I have few memories of Daddy during the first four years of my life. While we lived there he was either at the warehouse supervising the workers or traveling in the northern states drumming up trade for his and Uncle Frank’s lucrative produce business. I do remember his striking image when, like Uncle Frank, he dressed up in his white linen suit on special occasions, pausing at the garden during rose season to snap off a red rosebud for his coat lapel.

Granddaddy is a giant in my first memory of him. I am sitting on the floor, looking up and up into his teasing face under his straight dark hair. The whole house was filled with his presence, his voice, and his smell, a mixture of talcum powder and cologne, both of which he used liberally because he never bathed. He just splashed a little water on himself like Daddy did and depended on the toiletries to do the rest. But Granddaddy never smelled bad, unless you didn’t like the aroma of Prince Albert pipe tobacco that clung to everything he wore and permeated his skin. I loved its smell because his pipe, and the smell of it, were part of him, and he was as much a welcome part of my world as the sun, the pecan orchard, and the flower garden in the backyard with its row after row of blossoms.

I think of Granddaddy in a dark, pin-striped gabardine suit. Even at breakfast he wore a suit. After breakfast he’d sit on the front porch in one of the high-backed rocking chairs, cross his legs, and smoke his pipe. After a while Daddy would come out of the house and ask, “Are you ready to go to work, Daddy?” Granddaddy would get up and go with him, though he hadn’t worked in years.

Mostly I remember Granddaddy, still dressed in his pajamas, on mornings when I went to his room to play with him. I always gave him the baby doll whose glass eyes shut with a clanking sound and whose wooden head was covered with brown, carved curls. I pretended to give him the baby doll because she was best, but the real reason was that I loved my brown bear more.

Our play together was a daily ritual. Mother told me that Granddaddy was “a nice old man, but senile.” Lucille Williams, the African American woman who worked for my family from the time I was three months old, called him a “friendly old fellow.” “His mind had been out of order for so long,” she told me several years ago, “that they treated him like a little child.” Whatever the condition of Granddaddy’s mind, his heart and mine were of one accord in the early morning when the baby doll and the brown bear played together among the rumpled bedclothes.

Then one morning, when I was three years and nine months old, Granddaddy wasn’t in his room waiting for me. His bed had been stripped down to the mattress, and the smell of him was hardly there at all. Baby doll and brown bear dangled useless from my hands.
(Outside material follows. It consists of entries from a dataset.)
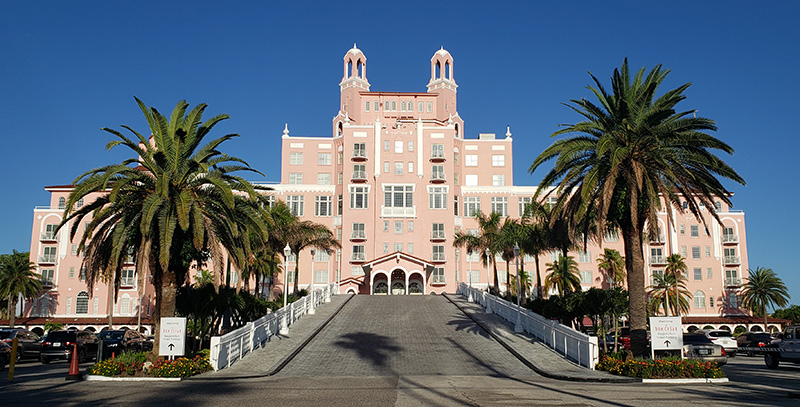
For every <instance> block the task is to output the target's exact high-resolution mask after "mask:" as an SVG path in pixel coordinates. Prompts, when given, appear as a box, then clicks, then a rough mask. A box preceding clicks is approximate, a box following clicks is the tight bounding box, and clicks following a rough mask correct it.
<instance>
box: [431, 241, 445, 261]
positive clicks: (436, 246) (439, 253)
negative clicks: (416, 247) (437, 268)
mask: <svg viewBox="0 0 800 407" xmlns="http://www.w3.org/2000/svg"><path fill="white" fill-rule="evenodd" d="M432 248H433V252H432V256H431V260H433V261H444V260H445V258H444V245H433V246H432Z"/></svg>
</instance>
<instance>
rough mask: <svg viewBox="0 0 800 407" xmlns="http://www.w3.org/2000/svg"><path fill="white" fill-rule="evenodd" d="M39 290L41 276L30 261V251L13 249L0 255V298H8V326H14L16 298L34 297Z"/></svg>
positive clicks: (39, 290) (29, 298) (32, 297)
mask: <svg viewBox="0 0 800 407" xmlns="http://www.w3.org/2000/svg"><path fill="white" fill-rule="evenodd" d="M41 291H42V280H41V276H39V275H38V274H36V264H34V263H33V262H31V257H30V253H28V252H23V253H20V252H18V251H16V250H14V251H13V252H12V253H11V254H2V255H0V298H7V299H8V324H9V326H11V327H12V328H13V327H14V319H15V318H16V316H17V315H16V314H17V312H16V309H17V300H18V298H19V297H20V296H22V297H23V298H25V299H31V298H36V296H37V295H38V294H39V293H40V292H41Z"/></svg>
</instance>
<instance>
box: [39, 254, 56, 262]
mask: <svg viewBox="0 0 800 407" xmlns="http://www.w3.org/2000/svg"><path fill="white" fill-rule="evenodd" d="M39 263H40V264H56V255H55V254H46V255H42V256H39Z"/></svg>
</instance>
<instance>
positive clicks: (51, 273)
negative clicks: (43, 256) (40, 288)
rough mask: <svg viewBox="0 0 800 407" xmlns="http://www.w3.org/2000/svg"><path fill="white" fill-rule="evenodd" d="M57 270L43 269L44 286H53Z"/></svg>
mask: <svg viewBox="0 0 800 407" xmlns="http://www.w3.org/2000/svg"><path fill="white" fill-rule="evenodd" d="M54 274H55V269H42V285H44V286H46V287H49V286H52V285H53V275H54Z"/></svg>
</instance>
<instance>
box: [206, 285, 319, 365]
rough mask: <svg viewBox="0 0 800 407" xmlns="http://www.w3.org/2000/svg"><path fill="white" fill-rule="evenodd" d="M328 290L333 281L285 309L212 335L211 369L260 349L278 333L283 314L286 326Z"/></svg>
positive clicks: (224, 363)
mask: <svg viewBox="0 0 800 407" xmlns="http://www.w3.org/2000/svg"><path fill="white" fill-rule="evenodd" d="M332 290H333V284H328V285H325V286H323V287H321V288H318V289H314V290H311V292H310V293H309V294H308V295H307V296H305V297H303V298H301V299H299V300H297V301H295V302H293V303H291V304H288V305H287V306H286V307H285V308H281V309H279V310H277V311H275V312H274V313H271V314H267V315H265V316H263V317H261V318H259V319H257V320H255V321H253V322H248V323H247V324H245V326H243V327H241V328H239V329H236V330H233V331H231V332H228V333H227V334H225V335H222V336H212V337H211V356H210V360H211V366H212V367H213V368H214V370H220V369H224V368H226V367H230V366H231V365H232V364H234V363H236V362H237V361H239V360H241V359H242V358H244V357H245V356H246V355H247V354H249V353H250V352H252V351H253V350H255V349H258V348H263V347H264V346H266V345H267V344H268V343H269V341H270V340H271V339H272V337H273V336H275V335H277V334H278V331H279V330H280V327H281V319H282V318H284V317H286V318H287V325H292V324H293V323H294V322H295V321H297V320H298V319H300V317H302V316H303V315H305V314H306V313H307V312H308V309H309V308H310V307H309V305H310V304H311V301H314V306H315V307H318V306H319V305H320V304H322V303H324V302H325V298H327V297H328V296H330V295H331V294H333V291H332Z"/></svg>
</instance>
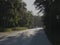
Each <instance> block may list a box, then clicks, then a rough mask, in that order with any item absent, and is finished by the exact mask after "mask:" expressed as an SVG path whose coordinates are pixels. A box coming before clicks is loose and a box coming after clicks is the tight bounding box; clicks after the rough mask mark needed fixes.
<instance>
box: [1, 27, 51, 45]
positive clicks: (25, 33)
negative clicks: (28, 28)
mask: <svg viewBox="0 0 60 45" xmlns="http://www.w3.org/2000/svg"><path fill="white" fill-rule="evenodd" d="M0 45H51V43H50V42H49V40H48V39H47V37H46V35H45V32H44V31H43V29H42V28H34V29H28V30H24V31H18V32H17V31H16V32H11V33H0Z"/></svg>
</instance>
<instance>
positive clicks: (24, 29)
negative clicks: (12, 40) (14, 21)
mask: <svg viewBox="0 0 60 45" xmlns="http://www.w3.org/2000/svg"><path fill="white" fill-rule="evenodd" d="M26 29H28V28H27V27H12V28H4V30H3V29H2V30H3V31H2V32H12V31H20V30H26ZM0 30H1V29H0Z"/></svg>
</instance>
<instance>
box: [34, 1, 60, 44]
mask: <svg viewBox="0 0 60 45" xmlns="http://www.w3.org/2000/svg"><path fill="white" fill-rule="evenodd" d="M34 4H35V5H36V7H37V8H38V9H40V12H41V11H42V10H44V13H45V14H44V20H43V22H44V25H45V32H46V34H47V36H48V39H49V40H50V41H51V42H52V43H53V45H60V37H59V36H58V35H59V34H60V31H59V29H60V23H59V22H60V0H36V1H35V2H34ZM56 30H57V31H56ZM58 42H59V43H58Z"/></svg>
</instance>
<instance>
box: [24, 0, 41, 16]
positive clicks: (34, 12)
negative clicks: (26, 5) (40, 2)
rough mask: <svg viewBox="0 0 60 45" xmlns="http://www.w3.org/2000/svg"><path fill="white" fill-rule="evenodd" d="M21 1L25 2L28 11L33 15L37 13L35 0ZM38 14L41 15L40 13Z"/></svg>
mask: <svg viewBox="0 0 60 45" xmlns="http://www.w3.org/2000/svg"><path fill="white" fill-rule="evenodd" d="M23 1H24V2H25V3H26V4H27V6H26V8H27V10H28V11H32V13H33V14H34V15H38V14H37V12H38V11H39V10H37V9H36V8H35V6H34V1H35V0H23ZM40 15H42V13H41V14H40Z"/></svg>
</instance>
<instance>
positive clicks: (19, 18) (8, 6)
mask: <svg viewBox="0 0 60 45" xmlns="http://www.w3.org/2000/svg"><path fill="white" fill-rule="evenodd" d="M32 16H33V15H32V13H31V12H30V11H27V9H26V3H24V2H23V1H22V0H0V28H2V29H5V28H12V27H32V25H33V19H32ZM2 29H0V31H4V30H2Z"/></svg>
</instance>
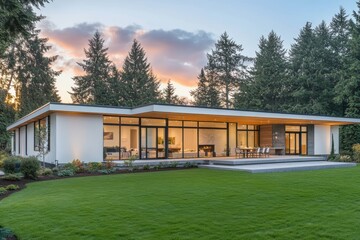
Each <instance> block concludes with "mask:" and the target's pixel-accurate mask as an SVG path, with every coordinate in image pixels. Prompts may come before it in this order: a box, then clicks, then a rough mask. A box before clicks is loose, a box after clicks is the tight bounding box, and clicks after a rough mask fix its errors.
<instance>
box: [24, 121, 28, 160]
mask: <svg viewBox="0 0 360 240" xmlns="http://www.w3.org/2000/svg"><path fill="white" fill-rule="evenodd" d="M25 155H26V156H27V155H28V152H27V125H25Z"/></svg>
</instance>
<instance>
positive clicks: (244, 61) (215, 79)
mask: <svg viewBox="0 0 360 240" xmlns="http://www.w3.org/2000/svg"><path fill="white" fill-rule="evenodd" d="M242 50H243V49H242V46H241V45H239V44H236V43H235V41H234V40H232V39H230V38H229V35H228V34H227V33H226V32H225V33H223V34H222V35H221V36H220V39H219V40H218V41H217V43H216V44H215V49H214V50H212V52H211V54H208V56H207V57H208V61H209V63H208V66H207V69H208V70H209V71H212V72H214V73H215V74H216V75H215V76H214V79H215V80H216V84H217V88H218V89H219V91H220V92H221V97H222V99H221V102H222V105H224V106H225V107H226V108H230V107H231V106H232V96H233V94H234V92H236V90H237V89H236V88H237V87H238V82H239V81H240V79H241V78H244V76H245V75H246V74H245V70H246V66H245V65H244V62H245V61H246V60H248V59H249V58H247V57H245V56H243V55H241V52H242Z"/></svg>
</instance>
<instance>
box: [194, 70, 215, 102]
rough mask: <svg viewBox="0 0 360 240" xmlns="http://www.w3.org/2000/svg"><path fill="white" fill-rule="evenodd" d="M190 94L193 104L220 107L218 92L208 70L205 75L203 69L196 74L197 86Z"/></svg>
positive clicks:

Later Mother held me in her arms in the living room as she stood over Granddaddy’s casket. Granddaddy looked odd and artificial, with his lips painted, rouge on his cheeks, and his mouth stitched into an expression I’d never seen before. Daddy had been mostly absent from my early childhood, and Mother had been distracted and distant. Only Granddaddy had been warm and welcoming, and he’d died and hadn’t taken me with him. More than half of my world was gone.

“You shouldn’t show him to her,” Daddy wailed to Mother. Daddy sat in a straight chair by the secretary, pressing his bald head hard against its dark wood, sobbing. When Mother put me down on the floor, I ran out of the living room and out the back door. Just across the fence, my friend June was playing in her yard. “June!” I called. “June! I have a dead Granddaddy in the living room!”

Lucille came and stood at the back-door screen. She’d mistaken my announcement to June as bragging, not the hysteria it was.

“Shame on you, Margaret Richter!” she yelled. “Shame on you!”

I fastened my eyes on the pecan grove, while I felt my heart heavy in my chest and mockingbirds called from the trees.